While most of my trips to Koreatown are primarily for rounding up alarming quantities of kimchi dumplings, I’ve discovered a weakness for Cho Dang Gol’s (55 W. 35th St.) doo boo doo roo chi gi, a noodle, pork, and homemade tofu dish that amply feeds two.

In Gramercy, Tom Colicchio’s fledgling restaurant empire has just begat ‘Wichcraft (49 E. 19th St.), a casual sandwich and panini spot around the corner from much-lauded (and much less affordable) siblings Craft and Craftbar. Nearby, Danny Meyer’s Blue Smoke (116th E. 27th St.) offers up excellent pulled pork sandwiches (on brioche, natch) and some of the city’s best mac’n’cheese.

The East Village is home to scores of laid-back neighborhood establishments that cater to the low budgets of resident artists and would-be-artist trustfunders. Caracas Arepa Bar (91 E. 7th St.) serves a variety of savory Venezuelan arepas -- cornmeal cakes stuffed with meat, cheese, and vegetables, and cooked atop a griddle -- with empanadas, plantains, milky chicha rice drinks, and other South American specialties. Two words for Crif Dogs (113 St. Mark’s Place): hot dogs. A two-word emendation: deep-fried hot dogs. Perhaps it’s unnecessary to add that these dogs can come wrapped in bacon, topped with avocado and sour cream (the “Chihuahua”) or teriyaki sauce, pineapple, and green onions (the “Tsunami”).

In the Japanese section of East Village, the closet-like take-out counter at Otafuku (236 E. 9th St.) offers spot-on renditions of those Osakan favorites, okonomiyaki and takoyaki. Marvel as the garnish of bonito flakes appears to wave at you with the steam rising off your octopus balls.

One of my two all-time favorites restaurants in New York, Prune (54 E. 1st St.), offers a truly incomparable brunch experience. Maybe it’s the combination of the homey space, the hipster regulars, and the dizzying variety of Bloody Marys. Maybe it’s Chef Gabrielle Hamilton’s inspired menu and seemingly magic touch. There’s nothing better than the dutch pancake or the Monte Cristo sandwich here after a long Saturday night. And dinner, while not on the inexpensive side, is worth budgeting for.

‘ino (21 Bedford St.) in West Village has a new sibling, ‘inoteca (98 Rivington St.), on the Lower East Side. Both places have some of the best panini in the city (try the sweet coppa and hot peppers), but the Lower East Side location offers more elbow room, more scenesters, and proximity to Il Laboratorio del Gelato (95 Orchard St.). Though I bemoan the distance that separates me from Toscanini’s, I console myself with Il Laboratorio’s delightful pistachio gelato. Or concord grape sorbetto. The countermen at Katz’s Delicatessen (205 E. Houston) dish out New York’s best pastrami sandwiches. Just don’t tell that to the very vocal adherents of the 2nd Avenue Deli.

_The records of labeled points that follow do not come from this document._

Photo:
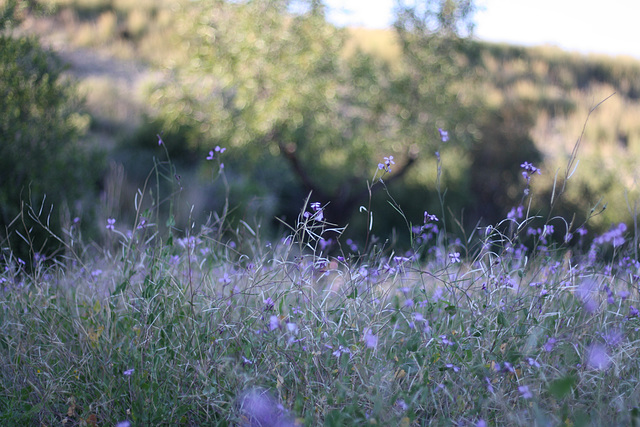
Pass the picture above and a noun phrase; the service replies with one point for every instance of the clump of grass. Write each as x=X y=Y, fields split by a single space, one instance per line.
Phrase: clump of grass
x=215 y=325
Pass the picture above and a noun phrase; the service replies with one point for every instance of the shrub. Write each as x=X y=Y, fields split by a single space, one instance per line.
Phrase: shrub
x=43 y=161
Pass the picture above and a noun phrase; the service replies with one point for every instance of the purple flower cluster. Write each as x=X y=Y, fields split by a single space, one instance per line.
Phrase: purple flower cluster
x=444 y=135
x=615 y=236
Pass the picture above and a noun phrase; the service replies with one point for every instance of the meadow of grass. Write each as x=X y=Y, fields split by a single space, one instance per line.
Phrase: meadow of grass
x=219 y=325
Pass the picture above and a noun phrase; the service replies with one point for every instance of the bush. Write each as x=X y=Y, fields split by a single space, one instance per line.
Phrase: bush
x=43 y=161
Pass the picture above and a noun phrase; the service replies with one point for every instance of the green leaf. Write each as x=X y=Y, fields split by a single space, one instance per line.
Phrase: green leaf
x=502 y=321
x=562 y=386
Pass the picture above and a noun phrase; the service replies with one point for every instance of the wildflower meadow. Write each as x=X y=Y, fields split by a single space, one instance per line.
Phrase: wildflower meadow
x=218 y=324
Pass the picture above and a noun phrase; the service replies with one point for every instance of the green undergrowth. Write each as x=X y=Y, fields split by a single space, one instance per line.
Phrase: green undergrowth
x=219 y=326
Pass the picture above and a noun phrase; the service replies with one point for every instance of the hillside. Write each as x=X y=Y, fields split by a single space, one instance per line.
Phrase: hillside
x=118 y=51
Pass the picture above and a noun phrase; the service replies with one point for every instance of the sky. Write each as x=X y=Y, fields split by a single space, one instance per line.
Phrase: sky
x=609 y=27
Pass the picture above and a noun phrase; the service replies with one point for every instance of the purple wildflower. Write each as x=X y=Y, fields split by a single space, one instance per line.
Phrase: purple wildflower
x=274 y=323
x=370 y=340
x=598 y=358
x=444 y=135
x=548 y=347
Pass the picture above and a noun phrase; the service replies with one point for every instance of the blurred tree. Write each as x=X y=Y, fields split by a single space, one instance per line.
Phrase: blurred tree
x=267 y=82
x=41 y=155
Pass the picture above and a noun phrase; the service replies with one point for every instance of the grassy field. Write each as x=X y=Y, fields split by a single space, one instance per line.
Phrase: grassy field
x=218 y=326
x=223 y=323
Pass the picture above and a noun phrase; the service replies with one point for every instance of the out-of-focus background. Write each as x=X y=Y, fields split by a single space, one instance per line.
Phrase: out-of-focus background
x=310 y=96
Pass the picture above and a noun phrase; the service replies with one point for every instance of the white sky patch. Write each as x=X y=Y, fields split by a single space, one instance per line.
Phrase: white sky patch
x=611 y=27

To the south, there’s superlative pizza at Lombardi’s (32 Spring St.) in Nolita and great chiachiang mian and scallion pancakes at Shanghai CafÉ (100 Mott St.) in Chinatown. On the west side, there’s Sullivan Street Bakery (73 Sullivan St.), where the potato focaccia pizza has to be tasted to be believed. (I anxiously await the seasonal return of the champagne grape pizza.)

And while all the alluring items on Lupa’s (170 Thompson St.) menu might rack up an impressive check, the best way to eat there is to drop by at lunchtime for a bowl of the bucatini all’amatriciana and a glass of vino. Lupa is also one of my favorites places to eat solo.

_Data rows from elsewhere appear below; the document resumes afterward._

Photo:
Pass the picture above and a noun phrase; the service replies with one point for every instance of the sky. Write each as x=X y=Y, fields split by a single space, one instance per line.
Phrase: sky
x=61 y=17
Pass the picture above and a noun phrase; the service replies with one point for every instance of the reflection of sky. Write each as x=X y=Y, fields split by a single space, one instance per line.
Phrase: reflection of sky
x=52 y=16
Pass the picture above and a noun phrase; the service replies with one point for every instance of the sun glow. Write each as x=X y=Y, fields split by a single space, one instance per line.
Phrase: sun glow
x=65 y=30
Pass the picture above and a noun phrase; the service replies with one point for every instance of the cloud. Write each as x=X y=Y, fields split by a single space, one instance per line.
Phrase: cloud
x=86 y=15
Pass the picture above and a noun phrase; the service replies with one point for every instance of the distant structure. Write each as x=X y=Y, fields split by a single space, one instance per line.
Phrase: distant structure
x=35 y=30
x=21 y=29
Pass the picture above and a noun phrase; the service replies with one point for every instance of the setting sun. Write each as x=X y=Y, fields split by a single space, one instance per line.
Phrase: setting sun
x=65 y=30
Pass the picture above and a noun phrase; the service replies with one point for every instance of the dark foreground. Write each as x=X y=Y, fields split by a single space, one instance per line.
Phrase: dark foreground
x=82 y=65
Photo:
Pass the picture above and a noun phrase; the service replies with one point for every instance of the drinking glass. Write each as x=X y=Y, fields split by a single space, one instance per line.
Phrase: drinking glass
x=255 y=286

Few places hold a candle to my other favorite eatery in New York, Sripraphai (64-13 39th Ave.), a remarkable and remarkably homely Thai restaurant in Woodside, Queens. While Manhattan teems with new and trendy hot spots, the ethnic enclaves of New York’s outlying boroughs offer a gastronomic richness and variety that, to me, is truly representative of eating in New York.